I believe clear US organizational arrangements are essential to our chances of success. As you know, we must work through and with a sensitive sovereign government and a difficult man. We are trying to help them mount a many-sided effort to win and hold the allegiance of the Viet-nam people. In my view, this is essentially a political job under present conditions. The military component is very important and our military contributions large and increasing, but this fact should not, in my judgment, alter our basic concept nor our basic organization to carry it forward. I feel that one person must be clearly in charge of the conduct of our affairs in Viet-nam and of our relations with the Government of Viet-nam. If that person does not have good enough judgment to stay out of the line of operations of the various US agencies involved, he should be replaced. Especially is this true of military operations. I also think that the concept and function of the US Task Force (or Country Team) in Saigon ought to be continued under the chairmanship and overall direction of the Ambassador to assure proper coordination of US policy and action. Conversely, the ambassador should be held responsible for not infringing the operational responsibilities of the other agency heads, most especially that of the senior military commander.

Finally, I believe that the direction you set in your letter to President Diem (in connection with the Staley-Thuc report),4 in which you imposed greater authority and flexibility in your representatives in the field, is sound and profitable. I do not think best results can be obtained from detailed direction of the effort from Washington or Honolulu. Needless to say, I consider the vigor and speed put into the [Page 48] military effort by Secretary McNamara and the Defense Department is all to the good, and I hope it will be matched by other agencies to keep the total effort in balance.

I write this letter, Mr.

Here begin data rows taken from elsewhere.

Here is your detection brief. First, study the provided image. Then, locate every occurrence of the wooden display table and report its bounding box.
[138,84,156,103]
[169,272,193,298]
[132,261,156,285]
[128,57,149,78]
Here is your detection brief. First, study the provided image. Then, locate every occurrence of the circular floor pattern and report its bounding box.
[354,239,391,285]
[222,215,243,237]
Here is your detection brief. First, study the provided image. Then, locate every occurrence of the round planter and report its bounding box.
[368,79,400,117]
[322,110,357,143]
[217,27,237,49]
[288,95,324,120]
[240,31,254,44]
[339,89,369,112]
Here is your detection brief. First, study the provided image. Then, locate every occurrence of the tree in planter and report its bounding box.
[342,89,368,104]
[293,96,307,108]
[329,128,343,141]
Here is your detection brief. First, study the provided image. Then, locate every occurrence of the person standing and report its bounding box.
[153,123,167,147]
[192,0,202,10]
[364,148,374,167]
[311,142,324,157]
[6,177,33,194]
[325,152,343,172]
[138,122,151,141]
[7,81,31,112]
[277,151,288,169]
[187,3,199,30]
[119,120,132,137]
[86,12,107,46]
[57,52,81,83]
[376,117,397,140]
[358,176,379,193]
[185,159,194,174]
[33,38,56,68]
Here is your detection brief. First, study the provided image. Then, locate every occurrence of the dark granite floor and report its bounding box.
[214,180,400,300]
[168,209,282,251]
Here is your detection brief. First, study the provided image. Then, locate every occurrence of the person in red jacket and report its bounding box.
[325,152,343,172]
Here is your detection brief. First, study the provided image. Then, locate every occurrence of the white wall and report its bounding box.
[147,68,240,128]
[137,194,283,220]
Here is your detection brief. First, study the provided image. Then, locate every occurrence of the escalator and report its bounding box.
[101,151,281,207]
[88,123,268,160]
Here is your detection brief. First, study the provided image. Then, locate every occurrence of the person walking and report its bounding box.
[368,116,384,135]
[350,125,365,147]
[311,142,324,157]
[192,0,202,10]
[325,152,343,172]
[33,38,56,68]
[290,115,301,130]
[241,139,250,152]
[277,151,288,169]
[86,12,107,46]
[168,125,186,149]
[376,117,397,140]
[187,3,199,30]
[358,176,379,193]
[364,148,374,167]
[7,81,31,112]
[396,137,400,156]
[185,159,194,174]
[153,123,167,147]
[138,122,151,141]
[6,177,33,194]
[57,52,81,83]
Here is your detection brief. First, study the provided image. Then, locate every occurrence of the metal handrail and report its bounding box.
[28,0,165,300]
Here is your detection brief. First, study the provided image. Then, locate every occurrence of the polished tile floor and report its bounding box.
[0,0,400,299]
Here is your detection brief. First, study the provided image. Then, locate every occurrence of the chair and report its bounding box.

President, because I feel there have been differences of view on essential matters of organization bearing on my responsibilities to you and to our government, and that efforts to reconcile them may have left scars. If the views expressed above do not accord with your own, or if there are scars which you think will impair my own effectiveness, I hope that you will tell me so and accept my resignation, which is, of course, readily available. In terms of personal relations with all concerned in this matter (including General Harkins with whom I had dinner last night), I feel that they are excellent, and that it is essential that they remain so if we are to succeed. A clear understanding on the above matters will, I am confident, assure this.

With my high regard and respect.

Sincerely, Frederick E. Nolting, Jr.

  1. Source: Department of State, Central Files, 751K.00/1-1762. Top Secret; Eyes Only; Priority. Attached to the source text was a note from Battle to the Secretary indicating that U. Alexis Johnson had action on it and that no other distribution had been or would be made pending Johnsonʼs recommendations to Rusk. The letter was never submitted to the President. For Ruskʼs reply, see Document 40.
  2. See footnote 2, Document 14.
  3. Ambassador Nolting subsequently indicated that McNamara had stated to him during the plane trip to the Secretary of Defenseʼs meeting in Honolulu that his hands were tied on the terms of reference for the commander of MAC by JCS opposition to placing a four-star general in a position subordinate to an ambassador. As a result, the basic problem of who had overall authority to conduct U.S. relations with the Government of Vietnam remained unresolved in Noltingʼs mind. (Department of State, Office of the Historian, Vietnam Interviews, Frederick Nolting, June 1, 1984)
  4. See Foreign Relations, 1961–1963, vol. I, Document 114.